Por fim, quanto às consequências trazidas para o propagador do conteúdo íntimo, cabe destacar que a divulgação não consentida do material é crime previsto no art. 218-C do Código Penal. O mencionado artigo utiliza uma série de verbos, criminalizando as condutas de “oferecer, trocar, disponibilizar, transmitir, vender ou expor à venda, distribuir, publicar ou divulgar, por qualquer meio - inclusive por meio de comunicação de massa ou sistema de informática ou telemática - (...) , sem o consentimento da vítima, cena de sexo, nudez ou pornografia.” A pena prevista é a “reclusão, de 1 (um) a 5 (cinco) anos, se o fato não constitui crime mais grave.” Portanto, quando houver divulgação de material sexual ou pornográfico sem autorização da vítima, tanto a pessoa que publicou o conteúdo inicialmente quanto as pessoas que promoveram sua divulgação posterior (ou seja, quando aquele conteúdo já estava presente no ambiente virtual) podem ser penalizadas com a prisão.
No caso da pornografia de vingança, ainda é aplicável o aumento de pena previsto no §1º do artigo citado acima, segundo o qual “a pena é aumentada de 1/3 (um terço) a 2/3 (dois terços) se o crime é praticado por agente que mantém ou tenha mantido relação íntima de afeto com a vítima ou com o fim de vingança ou humilhação.” Assim como nos demais crimes contra a dignidade sexual, trata-se de crime de ação penal pública incondicionada (vide art. 225 do Código Penal). Em outras palavras, não é necessário nem mesmo que a vítima apresente representação ao Ministério Público. Basta que qualquer pessoa informe o Ministério Público sobre a situação e ele terá a obrigatoriedade de solicitar as devidas investigações, após as quais, havendo indícios de autoria (evidências sobre quem cometeu o crime) e materialidade (evidências do cometimento do crime em si), o MP deverá seguir com a ação penal.

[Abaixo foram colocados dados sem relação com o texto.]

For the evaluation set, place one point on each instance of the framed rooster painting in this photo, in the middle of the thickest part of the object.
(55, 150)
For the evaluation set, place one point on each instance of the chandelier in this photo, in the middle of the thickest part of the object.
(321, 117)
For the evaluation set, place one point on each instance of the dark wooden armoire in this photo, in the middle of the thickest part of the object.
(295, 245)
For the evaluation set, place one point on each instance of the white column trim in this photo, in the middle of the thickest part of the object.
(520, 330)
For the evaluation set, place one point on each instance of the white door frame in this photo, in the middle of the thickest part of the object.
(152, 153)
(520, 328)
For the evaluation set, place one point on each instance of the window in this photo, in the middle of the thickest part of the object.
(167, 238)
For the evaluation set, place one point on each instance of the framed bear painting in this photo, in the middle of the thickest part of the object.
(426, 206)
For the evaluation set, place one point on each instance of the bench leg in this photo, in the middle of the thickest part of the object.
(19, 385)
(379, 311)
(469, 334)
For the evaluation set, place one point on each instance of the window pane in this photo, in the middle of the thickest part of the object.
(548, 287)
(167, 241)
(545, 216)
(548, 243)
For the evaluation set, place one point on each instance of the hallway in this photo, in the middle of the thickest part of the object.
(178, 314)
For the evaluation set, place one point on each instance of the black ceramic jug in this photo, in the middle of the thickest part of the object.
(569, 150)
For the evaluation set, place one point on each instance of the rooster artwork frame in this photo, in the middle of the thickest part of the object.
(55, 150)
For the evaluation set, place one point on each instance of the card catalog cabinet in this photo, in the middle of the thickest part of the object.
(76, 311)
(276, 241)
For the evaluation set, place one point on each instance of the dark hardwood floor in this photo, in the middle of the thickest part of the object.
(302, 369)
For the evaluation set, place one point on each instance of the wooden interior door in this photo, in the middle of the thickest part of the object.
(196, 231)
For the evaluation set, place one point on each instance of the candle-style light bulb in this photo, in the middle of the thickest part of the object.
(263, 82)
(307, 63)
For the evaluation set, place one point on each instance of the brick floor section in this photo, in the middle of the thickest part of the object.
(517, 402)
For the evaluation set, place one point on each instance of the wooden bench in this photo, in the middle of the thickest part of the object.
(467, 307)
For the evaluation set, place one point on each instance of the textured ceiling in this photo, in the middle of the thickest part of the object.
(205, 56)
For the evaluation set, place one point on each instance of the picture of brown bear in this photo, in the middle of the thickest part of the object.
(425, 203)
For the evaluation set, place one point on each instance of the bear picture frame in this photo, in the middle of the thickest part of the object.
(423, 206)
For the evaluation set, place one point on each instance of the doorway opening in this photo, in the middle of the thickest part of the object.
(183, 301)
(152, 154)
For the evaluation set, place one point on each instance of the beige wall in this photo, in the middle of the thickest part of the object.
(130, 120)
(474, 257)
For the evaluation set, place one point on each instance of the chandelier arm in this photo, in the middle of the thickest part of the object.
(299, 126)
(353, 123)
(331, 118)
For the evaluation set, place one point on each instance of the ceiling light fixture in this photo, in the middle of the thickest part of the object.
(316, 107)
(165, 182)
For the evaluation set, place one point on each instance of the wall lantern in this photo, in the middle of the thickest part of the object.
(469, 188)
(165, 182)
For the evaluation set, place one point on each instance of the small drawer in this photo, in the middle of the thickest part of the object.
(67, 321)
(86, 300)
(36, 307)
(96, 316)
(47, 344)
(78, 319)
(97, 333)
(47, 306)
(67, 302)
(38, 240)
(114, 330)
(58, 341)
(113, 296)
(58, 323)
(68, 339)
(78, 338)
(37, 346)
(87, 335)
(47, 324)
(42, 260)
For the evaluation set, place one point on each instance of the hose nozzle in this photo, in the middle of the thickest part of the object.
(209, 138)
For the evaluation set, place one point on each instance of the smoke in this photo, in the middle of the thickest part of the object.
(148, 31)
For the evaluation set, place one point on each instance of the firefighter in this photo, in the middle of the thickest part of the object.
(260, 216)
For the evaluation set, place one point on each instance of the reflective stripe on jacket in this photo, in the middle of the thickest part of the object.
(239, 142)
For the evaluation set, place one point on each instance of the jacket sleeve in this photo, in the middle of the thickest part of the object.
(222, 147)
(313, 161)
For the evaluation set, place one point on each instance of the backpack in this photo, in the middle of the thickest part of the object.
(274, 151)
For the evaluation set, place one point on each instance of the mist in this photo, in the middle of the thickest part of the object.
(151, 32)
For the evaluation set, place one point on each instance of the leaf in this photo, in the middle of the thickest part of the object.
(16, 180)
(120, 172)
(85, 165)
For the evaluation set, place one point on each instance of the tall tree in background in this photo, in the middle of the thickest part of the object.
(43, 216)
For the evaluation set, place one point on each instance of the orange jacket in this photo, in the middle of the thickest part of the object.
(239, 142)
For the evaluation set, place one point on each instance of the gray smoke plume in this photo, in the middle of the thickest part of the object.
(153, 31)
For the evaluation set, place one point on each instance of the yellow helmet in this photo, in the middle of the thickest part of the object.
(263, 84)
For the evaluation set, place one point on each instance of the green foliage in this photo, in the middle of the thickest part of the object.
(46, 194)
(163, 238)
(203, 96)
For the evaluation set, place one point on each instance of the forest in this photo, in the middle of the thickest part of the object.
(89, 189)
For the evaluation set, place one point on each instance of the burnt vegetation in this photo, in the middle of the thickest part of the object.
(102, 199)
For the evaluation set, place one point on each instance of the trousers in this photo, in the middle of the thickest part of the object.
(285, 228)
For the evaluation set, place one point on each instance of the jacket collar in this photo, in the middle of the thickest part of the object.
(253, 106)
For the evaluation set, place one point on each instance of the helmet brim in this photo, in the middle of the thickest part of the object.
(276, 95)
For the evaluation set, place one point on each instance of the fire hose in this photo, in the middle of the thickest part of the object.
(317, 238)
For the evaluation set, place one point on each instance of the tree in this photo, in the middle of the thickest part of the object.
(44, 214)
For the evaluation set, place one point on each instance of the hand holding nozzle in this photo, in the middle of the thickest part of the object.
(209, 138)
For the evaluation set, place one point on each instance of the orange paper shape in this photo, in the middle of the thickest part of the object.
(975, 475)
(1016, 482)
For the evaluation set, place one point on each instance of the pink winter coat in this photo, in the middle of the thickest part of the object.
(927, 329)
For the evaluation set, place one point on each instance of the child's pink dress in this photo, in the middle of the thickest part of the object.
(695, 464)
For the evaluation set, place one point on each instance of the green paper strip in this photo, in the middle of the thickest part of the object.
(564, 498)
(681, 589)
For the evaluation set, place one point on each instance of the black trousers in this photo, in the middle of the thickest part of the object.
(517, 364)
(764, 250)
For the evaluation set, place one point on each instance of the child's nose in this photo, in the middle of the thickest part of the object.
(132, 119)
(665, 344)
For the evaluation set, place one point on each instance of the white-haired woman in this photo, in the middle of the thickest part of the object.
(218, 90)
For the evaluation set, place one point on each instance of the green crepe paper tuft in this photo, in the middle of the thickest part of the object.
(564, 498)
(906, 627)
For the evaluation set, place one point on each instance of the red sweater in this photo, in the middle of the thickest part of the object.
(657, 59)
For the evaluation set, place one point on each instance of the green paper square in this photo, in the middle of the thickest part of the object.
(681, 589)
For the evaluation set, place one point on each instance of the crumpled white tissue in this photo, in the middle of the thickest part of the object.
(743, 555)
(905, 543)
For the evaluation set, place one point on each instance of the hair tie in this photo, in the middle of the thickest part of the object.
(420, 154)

Portanto, por meio de medidas simples, é possível reduzir os danos sofridos pela vítima e reprimir a conduta de quem divulga material íntimo de forma não consensual na internet com o objetivo de se vingar. Evidentemente, as marcas geradas pela situação podem continuar a ser sentidas pela vítima por algum tempo, sendo imprescindível o adequado acompanhamento para retomada das atividades cotidianas. De qualquer maneira, além do amparo social e psicológico, a vítima pode contar com o amparo jurídico para que a situação se torne um pouco menos desalentadora.